You know how I said I was going to spend the next month at a farm?
It didn’t happen!
But I did spend a week there, and it was definitely the most bizarre week of my life thus far, and therefore one I feel the need to share with you lovely lot!
I think it’s fair to say the fact I intended to live and work on a farm for a month took a lot of people by surprise. I’m not your stereotypical farmhand, and I have no shame in admitting that in many ways I’m a ‘typical’ girl – I love glitter, dancing, fairy lights, nail varnish, chocolate ice cream and all things in between! I’m up for anything most of the time but I’m hardly renowned for being a huge lover of animals and manual labour.
But one of my reasons for coming here to Australia was to take myself out of my comfort zone and do things I would never normally do – and I’d say living in a caravan on a permaculture farm fits that bill rather nicely. Especially sharing afore mentioned caravan with a huntsman spider!
So, PEACE Farm! PEACE Farm is a permaculture farm about an hour and a half outside of Melbourne, Victoria, and was my home from 5th-12th January. PEACE stands for Permaculture, Education, Art, Community and Enterprise. I’m still not entirely sure what permaculture is – it’s an abbreviation of permanent agriculture – but it was advertised as somewhere that would involve planting/harvesting crops, feeding the chickens, milking the goat, helping out in the kitchen and general farmhand duties. With regards to introducing me into the world of farming this sounded like a good place to start.

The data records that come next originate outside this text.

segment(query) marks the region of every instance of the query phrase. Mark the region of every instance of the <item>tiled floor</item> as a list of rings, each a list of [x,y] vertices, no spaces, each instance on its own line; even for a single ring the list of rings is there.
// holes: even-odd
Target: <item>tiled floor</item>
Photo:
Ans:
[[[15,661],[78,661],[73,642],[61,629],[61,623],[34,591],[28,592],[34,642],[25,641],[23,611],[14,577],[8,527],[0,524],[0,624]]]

If I had to condense my week into one word it would probably be bizarre. I would wake up every morning at 6am and feed chickens. Me. Kate Lewers. Feeding chickens! And the rest of my day would continue in as equally a bonkers a manner – I would shovel compost, plant seeds, mulch, plait garlic, bake a zucchini slice and many other things I wouldn’t touch with a barge pole if I was in the UK! But when in Rome and all! Here are a few of the slightly more traumatic, stand out events my week consisted of:
– I unsuccessfully milked a goat, twice. A lot of it ended up down my leg, but thankfully this jug always ended up sort of full too!
– I fertilised freshly planted corn with chicken poop, and spent the rest of the week consciously not putting my hands anywhere near my face.
– I got attacked by a rooster.
– I witnessed two lambs being born! Here they are, three days old…
– I bathed alongside cows in a dam at the end of a field.
– I craved tea and Tim Tams like there was no tomorrow. All we ate was produce fresh from the farm, so someone needs to create a Tim Tam tree please.
– I had a cold shower in the goat enclosure.
– I used a self-composting toilet.
Talk about being out of my comfort zone! I wish I could go into detail about every single funny story from that week, but this post would just be so mammoth so they’d probably be better in book form! But whilst there I would lie in bed every night and do nothing other than laugh, because if anyone had said to me before I left in October that at some point in the next year I would bathe with cows and scrape chicken poo out from under my nails I would not have believed them!
But I did! And it was definitely a once in a lifetime experience. I learnt so much in the short time I was there as the farmers place a real emphasis on educating and informing their volunteer farmhands, as they do not necessarily need the help but they are keen to pass on what they know to willing workers, which is an attitude I have a lot of time for. The three host families are some of the most kind, welcoming, selfless and interesting people I’ve ever come across, and I cannot get over how beautiful the scenery was that I got to work alongside.
I won’t lie it did take me the week I was there to settle, as I was pretty overwhelmed and shed a few tears every now and again. I did also eat an alarming amount of bread, as at one point that was all the host families seemed to provide in addition to eggs from the chickens and salad from the gardens. Needless to say I left feeling a lot more bloated than I came, and I don’t want eggs on toast for at least a month!
If I could I would have stayed longer, but it’s left me with some hilarious stories, a fair bit of knowledge and a new found respect for all things farm related. Plus I think we can all agree I pull off farmhand chic rather well…
I’d like to conclude this post with a few tips for fellow WWOOF-ers, especially those who, like me, have never undertaken a role like this before and therefore don’t know what to expect!
1. Research the farm. I cannot emphasise this enough, especially if you’re a rookie with regards to farm work. The more you know, the better!
2. Bring snacks. Ideally 5 days worth, as that’ll probably be the next time you get a day off, and therefore you will have to survive 5 days until you have the chance to venture into the land of people to invest in whatever it is you’re craving!
3. Be up for anything – just say yes to any jobs even if it intimidates you a little. It’s all about the experience at the end of the day.
4. If you’re unsure of anything, ask. At the end of the day the work you are doing will affect someone else’s livelihood if you seriously mess it up.
5. Wear a hat. And sunscreen. And bug repellant if possible!